You ask me if Peru is a developing country or a third-world country. For me, both terms mean the same thing, and they are used to refer to poor countries of our Latin America, the countries located on the African continent, and any other continent if the country is in a situation of poverty. The term “third world” was used for the first time during the Cold War to refer to non-allied countries, while the United States and its allies were dubbed “first world” and Russia and its supporters, “second world.” The term “developing countries” sounds better and is less pejorative, because we only ever know our own single world.
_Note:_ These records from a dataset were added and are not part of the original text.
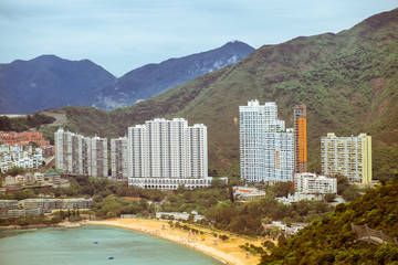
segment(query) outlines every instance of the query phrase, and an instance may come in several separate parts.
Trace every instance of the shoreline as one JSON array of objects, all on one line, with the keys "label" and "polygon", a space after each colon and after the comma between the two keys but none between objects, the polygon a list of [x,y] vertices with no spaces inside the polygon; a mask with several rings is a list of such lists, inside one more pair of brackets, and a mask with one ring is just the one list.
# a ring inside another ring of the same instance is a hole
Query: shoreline
[{"label": "shoreline", "polygon": [[212,232],[202,227],[199,230],[207,232],[205,236],[195,235],[181,229],[170,227],[168,221],[164,220],[112,219],[104,221],[87,221],[82,224],[123,227],[145,233],[147,235],[157,236],[202,252],[224,264],[254,265],[260,263],[260,255],[250,254],[247,257],[245,251],[240,248],[239,245],[243,245],[248,242],[249,244],[260,246],[261,242],[231,235],[226,242],[217,239],[216,245],[213,235],[209,234]]},{"label": "shoreline", "polygon": [[85,224],[86,221],[81,222],[61,222],[56,224],[28,224],[28,225],[8,225],[8,226],[0,226],[0,230],[24,230],[24,229],[44,229],[44,227],[66,227],[66,229],[73,229],[73,227],[80,227],[82,224]]}]

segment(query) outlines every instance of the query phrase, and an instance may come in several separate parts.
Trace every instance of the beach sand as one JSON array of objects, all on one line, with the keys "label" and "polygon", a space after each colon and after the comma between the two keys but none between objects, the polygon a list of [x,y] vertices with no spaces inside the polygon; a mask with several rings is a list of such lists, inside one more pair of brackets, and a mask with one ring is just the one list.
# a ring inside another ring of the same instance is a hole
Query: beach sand
[{"label": "beach sand", "polygon": [[202,240],[202,235],[193,234],[182,229],[170,227],[168,221],[163,220],[112,219],[105,221],[88,221],[86,222],[86,224],[125,227],[161,239],[170,240],[176,243],[192,247],[196,251],[200,251],[202,253],[217,257],[218,259],[221,259],[227,264],[254,265],[259,264],[260,262],[260,255],[250,254],[249,257],[247,257],[247,252],[240,248],[239,245],[244,245],[248,242],[249,244],[261,246],[262,240],[248,240],[243,237],[238,237],[237,235],[228,234],[226,232],[220,232],[218,234],[227,234],[228,236],[230,236],[230,239],[226,242],[217,239],[217,245],[214,245],[214,236],[211,234],[212,231],[202,227],[196,227],[192,224],[188,225],[190,227],[196,227],[199,231],[208,232],[207,234],[205,234],[205,240]]}]

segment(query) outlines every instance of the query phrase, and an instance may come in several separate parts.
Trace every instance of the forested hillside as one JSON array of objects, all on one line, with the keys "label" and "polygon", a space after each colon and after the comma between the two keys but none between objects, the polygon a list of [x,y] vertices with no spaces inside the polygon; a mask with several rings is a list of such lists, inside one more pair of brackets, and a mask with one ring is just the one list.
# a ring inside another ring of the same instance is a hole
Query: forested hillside
[{"label": "forested hillside", "polygon": [[383,230],[398,237],[398,174],[383,187],[314,221],[287,242],[280,244],[260,264],[396,264],[398,246],[357,241],[352,224]]},{"label": "forested hillside", "polygon": [[[184,117],[208,126],[212,176],[239,174],[239,106],[276,102],[292,126],[293,106],[307,105],[310,170],[320,172],[320,138],[367,132],[374,177],[398,169],[398,9],[349,30],[264,45],[241,62],[200,76],[157,97],[103,113],[66,108],[67,127],[118,137],[145,120]],[[88,115],[86,115],[86,112]],[[98,115],[94,115],[97,113]],[[95,118],[94,118],[94,116]],[[86,117],[93,117],[87,120]]]}]

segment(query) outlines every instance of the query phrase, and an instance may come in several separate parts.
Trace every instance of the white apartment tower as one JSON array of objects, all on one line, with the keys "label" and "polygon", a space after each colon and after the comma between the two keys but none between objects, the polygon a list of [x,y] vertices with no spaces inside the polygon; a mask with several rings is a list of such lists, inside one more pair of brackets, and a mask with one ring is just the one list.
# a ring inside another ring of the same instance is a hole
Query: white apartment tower
[{"label": "white apartment tower", "polygon": [[322,173],[343,174],[350,182],[371,182],[371,137],[360,134],[356,137],[337,137],[329,132],[321,138]]},{"label": "white apartment tower", "polygon": [[182,183],[207,184],[208,180],[196,182],[208,179],[207,127],[188,126],[182,118],[157,118],[129,127],[128,163],[129,183],[143,188],[153,188],[144,187],[144,182],[156,183],[161,189]]},{"label": "white apartment tower", "polygon": [[294,134],[277,119],[277,106],[258,100],[239,107],[241,178],[273,184],[291,181],[294,171]]},{"label": "white apartment tower", "polygon": [[92,139],[60,128],[54,134],[54,141],[55,167],[63,173],[107,177],[106,139]]},{"label": "white apartment tower", "polygon": [[127,137],[111,139],[112,178],[114,180],[127,180],[128,178],[128,151]]},{"label": "white apartment tower", "polygon": [[129,177],[205,178],[207,127],[182,118],[154,119],[128,128]]},{"label": "white apartment tower", "polygon": [[95,178],[107,178],[107,139],[95,136],[91,139],[91,174]]}]

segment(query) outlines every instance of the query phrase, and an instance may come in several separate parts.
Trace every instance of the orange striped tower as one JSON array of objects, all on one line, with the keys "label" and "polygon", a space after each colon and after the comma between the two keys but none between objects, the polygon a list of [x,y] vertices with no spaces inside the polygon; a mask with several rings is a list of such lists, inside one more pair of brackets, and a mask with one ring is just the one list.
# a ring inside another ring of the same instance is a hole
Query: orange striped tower
[{"label": "orange striped tower", "polygon": [[294,172],[307,172],[306,106],[294,107]]}]

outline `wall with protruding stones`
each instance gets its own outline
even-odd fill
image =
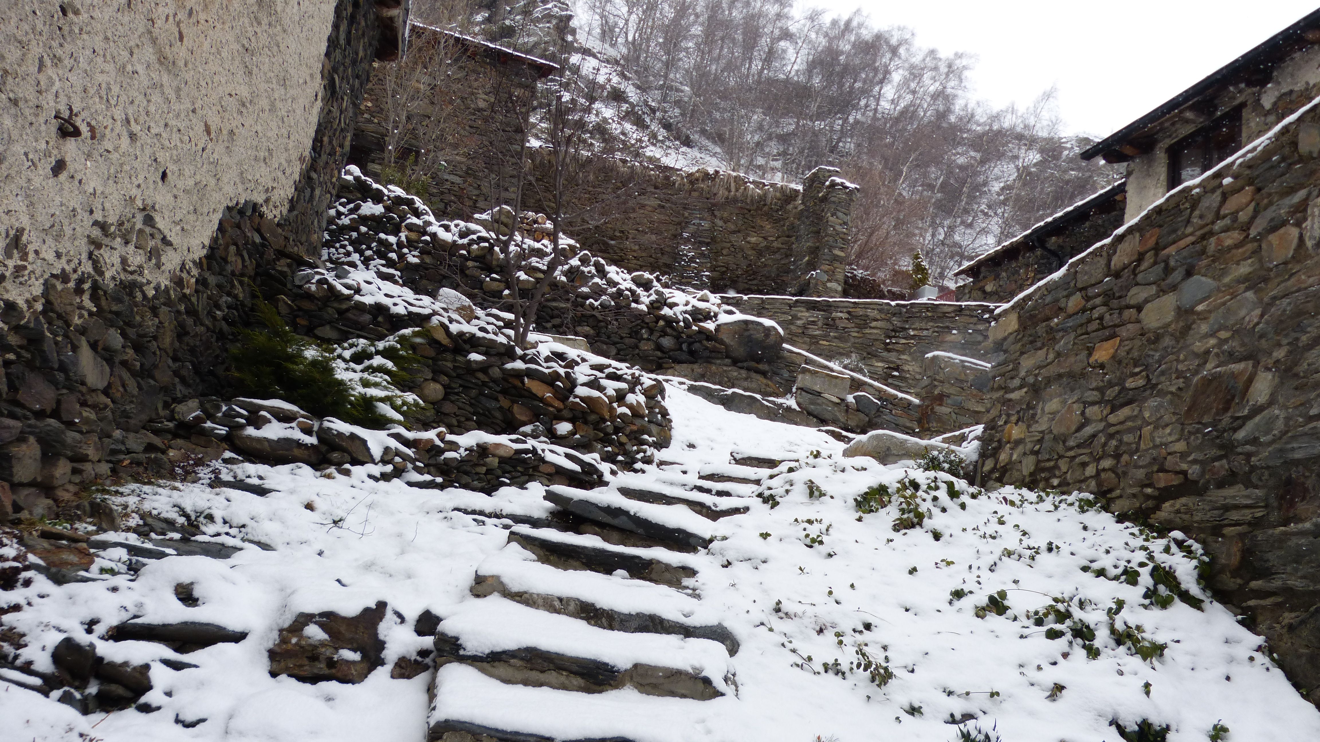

Matt, you ask me if Peru could become a first-world country in the span of a decade, as some people claim. If the question was answered by someone from today’s government or another representative of the governing elite, he would tell you that the gross domestic product of Peru has increased considerably in the last 20 years and that becoming a first-world country would be around the corner. When I was a child, I was intrigued by a quote that the famous researcher of the Peruvian reality, Antonio Raimondi, had expressed at the end of the nineteenth century, referring to his enormous riches: “Peru was a beggar sitting on a bank of gold.” In the 50s, the export products of this “beggar” were sugar and cotton, as well as copper, silver and gold. Sixty years later, Peru is not an industrialized country, and as before, it continues to sell raw material to first-world countries, including China, without receiving the just compensation it deserves for being the owner of such natural resources. Economic growth is not the same as development, and Peru, without solid institutions like the judiciary, which does not ensure the law prevails over the interests of the government of the day or other groups with power, it is still far from achieving that national objective that history would approve.

That is all, friends. Until next time.

Thank you,

Julio

PS. Websites describing the situation of abandonment of people with disabilities in Villa Rica, northeast of Lima.

http://discapacidadaccion.blogspot.pe/2016/12/peru-en-documental-espanol-discapacidad.html

The situation of people with disabilities in Lima is not much different, even if appearances say otherwise.